Des graphismes excellents même si l’on remarque que le retard de la commercialisation a commencé à leur donner un coup de vieux. La modélisation des bolides est parfaite, ce qui est appréciable quand on sait que 42 voitures ont entièrement été modélisées à partir de la réalité. Les décors sont assez dépouillés mais ils représentent parfaitement la réalité, un circuit automobile étant rarement intégré dans une ville ou une forêt. 38 circuits ont ainsi été passé au peigne fin pour donner un réalisme impressionnant. Le son est également assez extraordinaire ! Chaque véhicule possède son propre vombrissement et lorsqu’on entend ces crissements de pneus suivis des bruits de tôles froissées et de verre brisé, on se croirait place de l’Etoile à Paris !
Au niveau du gameplay, le jeu s’avère largement plus arcade que les versions précédentes, même si on peut toujours modifier différents paramètres sur son bolide ( ce qui est parfois indispensable pour certains véhicules). Il devient rare de partir en tête à queue et certaines sorties de routes ne sont pas du tout désavantageuses. Néanmoins le freinage reste un élément impératif qu’il faut savoir maîtriser si l’on veut rester dans le groupe de tête. Car désormais on ne finit plus les courses avec une minute d’avance ! L’IA est très agressive et la difficulté accrue si bien qu’il devient extrêmement difficile de terminer en tête à chaque course. Cette nouveauté apporte son lot de plaisir et de fun car les courses sont désormais très disputées et les contacts récurrents. Or la gestion des collisions atteint un réalisme jamais vu pour un jeu automobile sur PC. Les phénomènes d’aspiration sont bien gérés ce qui accroît les regroupements et rendent les lignes droites aussi plaisantes que les courbes. Le caractère simulation a légèrement disparu mais c’est au profit du fun, si bien que mêmes les fans s’y retrouvent.

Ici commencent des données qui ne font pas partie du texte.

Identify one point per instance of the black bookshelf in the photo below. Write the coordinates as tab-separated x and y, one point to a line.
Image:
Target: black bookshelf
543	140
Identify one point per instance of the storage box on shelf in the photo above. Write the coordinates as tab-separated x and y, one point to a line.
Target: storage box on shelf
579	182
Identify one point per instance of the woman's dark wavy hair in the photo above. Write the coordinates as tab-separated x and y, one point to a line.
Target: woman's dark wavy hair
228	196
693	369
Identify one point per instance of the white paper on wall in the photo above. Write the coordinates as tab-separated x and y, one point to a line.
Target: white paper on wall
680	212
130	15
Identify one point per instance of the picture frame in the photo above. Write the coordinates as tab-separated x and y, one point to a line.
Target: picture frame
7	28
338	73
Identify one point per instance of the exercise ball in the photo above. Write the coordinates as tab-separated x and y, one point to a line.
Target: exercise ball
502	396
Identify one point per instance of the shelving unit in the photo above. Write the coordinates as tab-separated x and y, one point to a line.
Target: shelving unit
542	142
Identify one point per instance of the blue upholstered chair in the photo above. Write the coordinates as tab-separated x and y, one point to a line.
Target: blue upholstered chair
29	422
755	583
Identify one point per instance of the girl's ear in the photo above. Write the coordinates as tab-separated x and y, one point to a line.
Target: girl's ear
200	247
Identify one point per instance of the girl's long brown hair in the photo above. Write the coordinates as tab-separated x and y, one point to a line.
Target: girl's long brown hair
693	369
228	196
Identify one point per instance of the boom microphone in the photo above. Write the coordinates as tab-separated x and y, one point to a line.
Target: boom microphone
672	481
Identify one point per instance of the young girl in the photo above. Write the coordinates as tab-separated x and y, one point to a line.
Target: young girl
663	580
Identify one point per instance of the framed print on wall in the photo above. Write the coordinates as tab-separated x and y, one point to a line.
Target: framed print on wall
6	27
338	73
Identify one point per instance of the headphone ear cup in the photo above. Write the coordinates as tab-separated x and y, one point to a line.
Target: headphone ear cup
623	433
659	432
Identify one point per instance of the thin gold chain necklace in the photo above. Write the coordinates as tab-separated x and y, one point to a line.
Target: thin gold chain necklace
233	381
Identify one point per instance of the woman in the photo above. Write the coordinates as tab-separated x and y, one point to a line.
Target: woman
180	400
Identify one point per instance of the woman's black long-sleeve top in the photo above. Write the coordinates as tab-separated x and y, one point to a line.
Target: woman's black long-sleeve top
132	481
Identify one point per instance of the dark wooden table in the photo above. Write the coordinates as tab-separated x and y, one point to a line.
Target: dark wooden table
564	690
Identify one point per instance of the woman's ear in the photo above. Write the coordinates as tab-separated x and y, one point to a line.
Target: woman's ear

Le point noir du jeu se situe au niveau des commandes. Comme dans la démo, les rotations du volant sont en tout ou rien si l’on joue au clavier ou avec un gamepad, ce qui donne une impression de zigzag très désagréable. Ce caractère s’atténue selon les voitures ( l’alfa roméo étant ayant la conduite la plus agréable). Heureusement le volant à retour de force est très bien géré si on le met en mode arcade. Son contrôle est plus délicat mais il devient vite un outil incontournable pour toute personne qui veut se faire plaisir.
TOCA race Driver s’avère donc toujours la référence en matière de simulation automobile sur PC, ce genre étant notamment assez pauvre en titres. Il reste un investissement incontournable pour tous les fans et pour ceux qui souhaitent découvrir les plaisirs d’un pilotage sur piste fermée.